Having reassured them of his peaceful intentions and then calls Jesse and his sons. On seeing the eldest son, Eliab, Samuel feels sure this is the Lord's chosen. But the Lord counsels him not to look on appearances but on the heart. With this wise counsel Samuel rejects all of Jesse's sons and asks if he has any others. Jesse's youngest son, David, is summoned from the fields where he was tending the sheep.
v.12 suggests that while the Lord looks on the heart it does not mean only ugly people will be called. David is described as good looking and is immediately identified as the next king just like the good looking Saul before him.
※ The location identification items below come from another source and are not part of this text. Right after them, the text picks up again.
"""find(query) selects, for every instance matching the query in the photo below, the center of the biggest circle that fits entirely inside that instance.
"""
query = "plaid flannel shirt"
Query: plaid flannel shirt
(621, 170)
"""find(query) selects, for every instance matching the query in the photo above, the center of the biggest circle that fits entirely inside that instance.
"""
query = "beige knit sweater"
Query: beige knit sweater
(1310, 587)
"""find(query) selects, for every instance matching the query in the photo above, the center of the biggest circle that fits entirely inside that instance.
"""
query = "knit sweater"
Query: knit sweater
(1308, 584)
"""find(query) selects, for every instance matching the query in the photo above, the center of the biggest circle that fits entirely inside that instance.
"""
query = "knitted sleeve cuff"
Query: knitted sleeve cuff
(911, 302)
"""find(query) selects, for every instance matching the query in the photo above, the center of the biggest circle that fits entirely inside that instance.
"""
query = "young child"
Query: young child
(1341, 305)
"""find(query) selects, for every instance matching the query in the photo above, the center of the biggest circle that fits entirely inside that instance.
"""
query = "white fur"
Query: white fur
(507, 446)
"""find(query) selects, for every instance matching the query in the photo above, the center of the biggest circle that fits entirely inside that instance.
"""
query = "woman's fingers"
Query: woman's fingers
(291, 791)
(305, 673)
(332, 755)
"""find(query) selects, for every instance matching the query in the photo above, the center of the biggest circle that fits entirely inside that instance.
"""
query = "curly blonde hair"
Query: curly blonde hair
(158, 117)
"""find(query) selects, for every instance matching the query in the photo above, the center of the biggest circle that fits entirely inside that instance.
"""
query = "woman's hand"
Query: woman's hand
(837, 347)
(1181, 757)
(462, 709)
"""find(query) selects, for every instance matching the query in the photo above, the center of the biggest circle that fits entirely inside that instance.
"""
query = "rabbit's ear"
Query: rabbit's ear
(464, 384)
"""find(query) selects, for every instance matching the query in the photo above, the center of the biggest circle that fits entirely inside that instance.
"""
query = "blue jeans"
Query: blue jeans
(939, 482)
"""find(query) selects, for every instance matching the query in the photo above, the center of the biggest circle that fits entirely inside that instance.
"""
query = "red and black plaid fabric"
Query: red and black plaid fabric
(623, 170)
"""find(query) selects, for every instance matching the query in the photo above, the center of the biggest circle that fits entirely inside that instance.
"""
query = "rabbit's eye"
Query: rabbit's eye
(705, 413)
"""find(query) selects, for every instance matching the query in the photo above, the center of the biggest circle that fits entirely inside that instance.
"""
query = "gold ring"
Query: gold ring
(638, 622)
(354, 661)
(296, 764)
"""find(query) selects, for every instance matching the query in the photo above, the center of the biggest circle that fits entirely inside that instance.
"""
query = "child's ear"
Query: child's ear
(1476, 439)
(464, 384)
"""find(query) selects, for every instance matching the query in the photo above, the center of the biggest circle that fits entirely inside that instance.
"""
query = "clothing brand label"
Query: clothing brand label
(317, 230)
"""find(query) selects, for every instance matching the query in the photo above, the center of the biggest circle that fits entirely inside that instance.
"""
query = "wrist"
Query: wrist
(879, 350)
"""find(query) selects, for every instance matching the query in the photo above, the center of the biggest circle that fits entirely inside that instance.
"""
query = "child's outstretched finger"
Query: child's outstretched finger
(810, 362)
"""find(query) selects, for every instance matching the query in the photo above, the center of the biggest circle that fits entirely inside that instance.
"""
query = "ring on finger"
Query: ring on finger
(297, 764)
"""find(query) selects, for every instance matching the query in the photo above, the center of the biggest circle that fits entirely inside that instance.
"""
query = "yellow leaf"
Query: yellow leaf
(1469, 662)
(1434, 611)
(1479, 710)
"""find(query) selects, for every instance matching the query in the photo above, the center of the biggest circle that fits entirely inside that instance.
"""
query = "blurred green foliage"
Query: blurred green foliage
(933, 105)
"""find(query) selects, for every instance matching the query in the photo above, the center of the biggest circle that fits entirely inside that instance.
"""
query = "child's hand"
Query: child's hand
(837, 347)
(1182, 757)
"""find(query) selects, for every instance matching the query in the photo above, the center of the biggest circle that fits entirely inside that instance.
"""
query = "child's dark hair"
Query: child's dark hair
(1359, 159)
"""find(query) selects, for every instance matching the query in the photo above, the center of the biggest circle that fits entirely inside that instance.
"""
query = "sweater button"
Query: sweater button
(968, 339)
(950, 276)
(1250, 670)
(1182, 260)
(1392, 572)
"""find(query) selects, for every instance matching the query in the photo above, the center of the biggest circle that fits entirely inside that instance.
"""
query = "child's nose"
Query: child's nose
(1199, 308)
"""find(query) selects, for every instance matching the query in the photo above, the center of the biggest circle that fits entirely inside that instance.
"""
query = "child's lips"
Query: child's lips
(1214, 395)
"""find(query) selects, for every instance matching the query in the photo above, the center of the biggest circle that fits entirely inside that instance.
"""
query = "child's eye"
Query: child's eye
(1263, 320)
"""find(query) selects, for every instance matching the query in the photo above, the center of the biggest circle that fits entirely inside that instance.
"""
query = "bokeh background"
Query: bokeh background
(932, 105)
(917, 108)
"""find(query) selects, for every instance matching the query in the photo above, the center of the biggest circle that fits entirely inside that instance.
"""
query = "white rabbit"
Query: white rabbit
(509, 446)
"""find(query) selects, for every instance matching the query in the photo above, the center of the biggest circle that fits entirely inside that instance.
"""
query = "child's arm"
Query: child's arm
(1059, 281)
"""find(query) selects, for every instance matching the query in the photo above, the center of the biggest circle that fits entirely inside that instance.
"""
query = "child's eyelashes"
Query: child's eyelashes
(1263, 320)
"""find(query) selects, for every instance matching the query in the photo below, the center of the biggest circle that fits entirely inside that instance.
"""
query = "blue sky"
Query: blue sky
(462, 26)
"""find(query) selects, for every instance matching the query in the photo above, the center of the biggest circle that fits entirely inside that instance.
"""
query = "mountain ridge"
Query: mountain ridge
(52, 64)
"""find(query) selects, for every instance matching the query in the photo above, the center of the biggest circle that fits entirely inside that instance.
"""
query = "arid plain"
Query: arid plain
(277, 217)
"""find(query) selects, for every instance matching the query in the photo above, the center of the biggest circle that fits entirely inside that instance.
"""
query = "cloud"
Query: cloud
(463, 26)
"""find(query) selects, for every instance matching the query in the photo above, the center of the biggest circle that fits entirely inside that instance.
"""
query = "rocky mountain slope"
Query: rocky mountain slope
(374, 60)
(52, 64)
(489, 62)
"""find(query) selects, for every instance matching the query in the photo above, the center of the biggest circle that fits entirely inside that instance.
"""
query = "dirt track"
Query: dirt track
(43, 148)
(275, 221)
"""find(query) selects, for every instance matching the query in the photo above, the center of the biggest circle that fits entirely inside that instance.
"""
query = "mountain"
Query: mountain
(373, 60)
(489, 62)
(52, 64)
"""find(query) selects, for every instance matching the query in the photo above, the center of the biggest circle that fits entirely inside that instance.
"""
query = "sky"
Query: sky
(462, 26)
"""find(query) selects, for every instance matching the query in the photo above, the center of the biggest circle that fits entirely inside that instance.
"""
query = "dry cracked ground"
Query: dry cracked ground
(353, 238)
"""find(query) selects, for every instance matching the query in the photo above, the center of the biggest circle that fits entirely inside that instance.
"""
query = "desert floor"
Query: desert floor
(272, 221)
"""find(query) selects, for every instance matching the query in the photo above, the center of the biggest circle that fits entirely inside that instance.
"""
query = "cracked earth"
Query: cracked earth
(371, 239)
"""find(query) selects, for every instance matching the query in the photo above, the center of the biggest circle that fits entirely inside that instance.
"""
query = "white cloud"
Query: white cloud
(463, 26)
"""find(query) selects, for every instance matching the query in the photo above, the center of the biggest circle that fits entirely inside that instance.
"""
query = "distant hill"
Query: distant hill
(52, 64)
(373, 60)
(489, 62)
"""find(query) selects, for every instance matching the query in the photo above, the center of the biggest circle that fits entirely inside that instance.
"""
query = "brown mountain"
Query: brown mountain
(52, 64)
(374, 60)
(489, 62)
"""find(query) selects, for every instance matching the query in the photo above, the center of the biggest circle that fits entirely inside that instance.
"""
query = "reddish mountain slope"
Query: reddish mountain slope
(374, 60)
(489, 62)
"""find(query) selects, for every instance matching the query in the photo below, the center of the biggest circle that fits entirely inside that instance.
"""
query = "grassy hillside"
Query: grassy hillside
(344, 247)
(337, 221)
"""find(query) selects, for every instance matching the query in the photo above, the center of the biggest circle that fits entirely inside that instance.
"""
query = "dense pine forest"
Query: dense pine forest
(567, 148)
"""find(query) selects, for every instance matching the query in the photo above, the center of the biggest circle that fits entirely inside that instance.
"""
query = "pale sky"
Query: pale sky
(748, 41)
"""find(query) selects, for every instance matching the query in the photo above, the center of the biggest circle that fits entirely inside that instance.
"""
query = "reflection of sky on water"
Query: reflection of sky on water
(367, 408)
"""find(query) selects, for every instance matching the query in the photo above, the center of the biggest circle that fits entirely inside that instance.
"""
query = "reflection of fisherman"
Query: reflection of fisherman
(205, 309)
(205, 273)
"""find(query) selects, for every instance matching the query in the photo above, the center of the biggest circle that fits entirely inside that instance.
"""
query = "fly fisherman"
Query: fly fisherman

v.14-18 In contrast Saul has now lost the spirit he once had and even those around him notice it enough to mention it to him. In an effort to regain that which he once had they recommend a little bit of harp music as the cure. Cruel fate or intentional planning, it turns out the best harp player around is David, the son of Jesse - the secretly chosen and anointed king-to-be. Interestingly enough not only is he recommended for his cunning in playing the harp (skilful play) but he is also mentioned as being a mighty valiant man, a man of war, prudent in matters, comely in person and the Lord is with him. All of these things would be useful in a resume if you are going to be considered for the position of adviser to the king but they also echo Luke 2:52 where we are told Jesus grew in wisdom and in stature and in favour with God and man. The Lord is not looking for religious fanatics or extremists, he is looking for well-balanced individuals who excel in many areas of their lives.

1 Samuel 17
I view this chapter as one of the greatest chapters in the Old Testament. There are so many lessons to be learned from this chapter. So much that is taught. I will not be able to do it justice in this blog - it would take an entire book - but I hope I can whet your appetite just a little.
v.1-3 The Philistines and the Israelites are fighting a religious and territorial battle here. One one side you have the Israelites with their one God, in whom they have trusted before but have forgotten lately (as symbolized by their king Saul). They are pitched in the mountain on one side of the Valley of Elah. On the other side of the valley pitched in the mountain opposite are the Philistines, who worshiped a number of gods but generally trusted in their own strength. What we have in essence is a fight between the Gods (in the mountains), played out among mortals (in the valley). Jehovah often fights against the mortal odds to show his presence and his power but rarely do we get to see it in such simplistically stark contrast as we do here in the valley of Elah.
v.4-11 Championing a cause is a phrase we hear often today but it comes from the days when armies would have their champions and where often, battles and decisions were won and made by one-on-one combat between two champions. Here we are introduced to the Philistine champion, Goliath.
He is described as 6.5 cubits tall. Some say that is about 6'9 and others say it is 9'9. Considering he wore a brass helmet, and his armor weighed somewhere around 200lbs it is fairly safe this man was a big man and a daunting sight. Someone else even carried his shield for him.
Goliath taunts the Israelites and defies them. Saul and all Israel were "dismayed and greatly afraid".
Things do not look good at this stage for the Israelites, they have forgotten their God and are afraid while the opposition have a champion that is strong in his own belief and strength.
Now I know kings did not usually fight as champions but was Saul not head and shoulders above the rest of his people. At a time like this, if in the right mindset, would not Saul be the best man to fight Goliath? Obviously, while confident in his own strength, Saul knows that physically he is no match for Goliath. He is also aware that he has been rejected by the Lord. Would you have any confidence in facing Goliath without the Lord?